Coronary artery disease (CAD) is defined as stenosis of coronary arteries due to atherosclerosis. The etiology of atherosclerosis can be attributed to a disruption in lipid metabolism, specifically cholesterol and low-density lipoprotein cholesterol (LDL-C). PCSK9 is an enzyme that controls the metabolism of LDL-C by degrading the low-density lipoprotein receptor (LDLR), which in turn affects the metabolism of LDL-C. A newly discovered Long Non-coding RNA named LASER, which affects the homeostasis of cholesterol, has been identified through the evaluation of bioinformatics. The objective of this study was to assess the levels of gene expression related to cholesterol balance, specifically LDLR, PCSK9, and LASER, in peripheral blood mononuclear cells (PBMCs) of Iranian CAD patients in comparison to controls. This case-control study included 49 CAD patients, with 81.63 % receiving statins, compared to 40 control subjects, of whom 40 % received statins. The qRT-PCR was used to analyze the expression levels of LDLR, PCSK9, and LASER in PBMCs.
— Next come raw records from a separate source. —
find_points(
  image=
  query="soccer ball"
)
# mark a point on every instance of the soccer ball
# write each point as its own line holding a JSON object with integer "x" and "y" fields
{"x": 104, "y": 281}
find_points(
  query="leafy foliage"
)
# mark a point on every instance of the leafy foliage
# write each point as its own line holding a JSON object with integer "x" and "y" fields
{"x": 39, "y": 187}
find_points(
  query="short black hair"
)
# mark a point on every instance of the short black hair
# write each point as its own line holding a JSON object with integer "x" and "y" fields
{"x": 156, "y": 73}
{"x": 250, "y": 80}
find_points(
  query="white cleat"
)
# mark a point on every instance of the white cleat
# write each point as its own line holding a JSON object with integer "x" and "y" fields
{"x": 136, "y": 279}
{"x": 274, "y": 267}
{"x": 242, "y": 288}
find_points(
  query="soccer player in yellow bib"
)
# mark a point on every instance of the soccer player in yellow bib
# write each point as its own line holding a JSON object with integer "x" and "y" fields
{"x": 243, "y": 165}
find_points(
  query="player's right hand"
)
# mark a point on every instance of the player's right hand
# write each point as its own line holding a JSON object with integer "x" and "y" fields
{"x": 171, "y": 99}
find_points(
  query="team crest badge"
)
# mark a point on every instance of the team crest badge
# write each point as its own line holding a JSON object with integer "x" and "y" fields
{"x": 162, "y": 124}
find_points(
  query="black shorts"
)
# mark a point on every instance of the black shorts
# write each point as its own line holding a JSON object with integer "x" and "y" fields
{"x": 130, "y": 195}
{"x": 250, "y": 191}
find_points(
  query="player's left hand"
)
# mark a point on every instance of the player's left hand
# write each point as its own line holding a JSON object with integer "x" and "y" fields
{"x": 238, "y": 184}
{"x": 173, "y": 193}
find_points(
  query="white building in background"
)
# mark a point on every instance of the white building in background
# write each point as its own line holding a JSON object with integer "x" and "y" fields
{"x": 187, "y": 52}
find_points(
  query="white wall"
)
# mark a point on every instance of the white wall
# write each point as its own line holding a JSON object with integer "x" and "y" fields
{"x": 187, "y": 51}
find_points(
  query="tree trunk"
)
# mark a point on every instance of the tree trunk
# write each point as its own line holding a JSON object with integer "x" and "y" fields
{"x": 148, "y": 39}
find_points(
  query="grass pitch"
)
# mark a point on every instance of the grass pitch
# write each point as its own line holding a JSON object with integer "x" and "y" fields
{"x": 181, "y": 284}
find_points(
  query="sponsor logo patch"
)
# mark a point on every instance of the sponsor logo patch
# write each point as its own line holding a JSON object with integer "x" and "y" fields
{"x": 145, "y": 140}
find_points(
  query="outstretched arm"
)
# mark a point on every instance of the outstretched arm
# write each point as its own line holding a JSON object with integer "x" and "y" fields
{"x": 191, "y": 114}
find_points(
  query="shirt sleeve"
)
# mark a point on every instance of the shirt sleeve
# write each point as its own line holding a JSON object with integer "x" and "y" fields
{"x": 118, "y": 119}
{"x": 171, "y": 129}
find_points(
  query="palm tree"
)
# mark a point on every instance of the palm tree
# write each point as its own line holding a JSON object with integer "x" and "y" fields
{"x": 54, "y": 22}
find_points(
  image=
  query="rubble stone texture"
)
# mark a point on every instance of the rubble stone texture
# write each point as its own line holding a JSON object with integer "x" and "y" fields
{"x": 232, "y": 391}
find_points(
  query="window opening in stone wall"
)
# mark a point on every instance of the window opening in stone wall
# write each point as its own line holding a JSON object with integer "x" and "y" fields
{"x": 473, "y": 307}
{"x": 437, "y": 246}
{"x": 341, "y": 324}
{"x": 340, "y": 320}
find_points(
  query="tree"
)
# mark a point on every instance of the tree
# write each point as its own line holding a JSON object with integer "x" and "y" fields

Additionally, the ELISA method was employed to determine the blood concentration of PCSK9. CAD patients demonstrated a significant reduction in PBMC gene expression levels of LDLR (P < 0.01) and a significant rise in gene expression of PCSK9 and LASER, as well as blood concentration of PCSK9 (P < 0.05) compared to controls. The gene expression of PCSK9 showed a strong positive relationship with LDLR expression in patients (P = 0.0003). Furthermore, a strong correlation was seen between PCSK9 and LASER, as well as LASER and LDLR expression (P < 0.0001) in two groups. PCSK9 and LASER are potential therapeutic targets for atherosclerosis-related disorders, including CAD. Given that patients receiving statins were twice that of the control subjects, and the effect of statins on the LDLR, PCSK9 and LASER, further research is required to delineate the distinct effects of coronary artery disease conditions and statin usage on the expression of the aforementioned genes. [Display omitted] •LDLR, PCSK9, and LASER expression levels were analysed via qRT-PCR.•LDLR gene expression was reduced and PCSK9/LASER gene expression were increased in CAD patients compared to controls.•CAD patients have a positive correlation between PCSK9 and LDLR expression, Unlike controls.•In both groups, a positive and significant relationship between LDLR genes and LASER, as well as PCSK9 and LASER, was observed.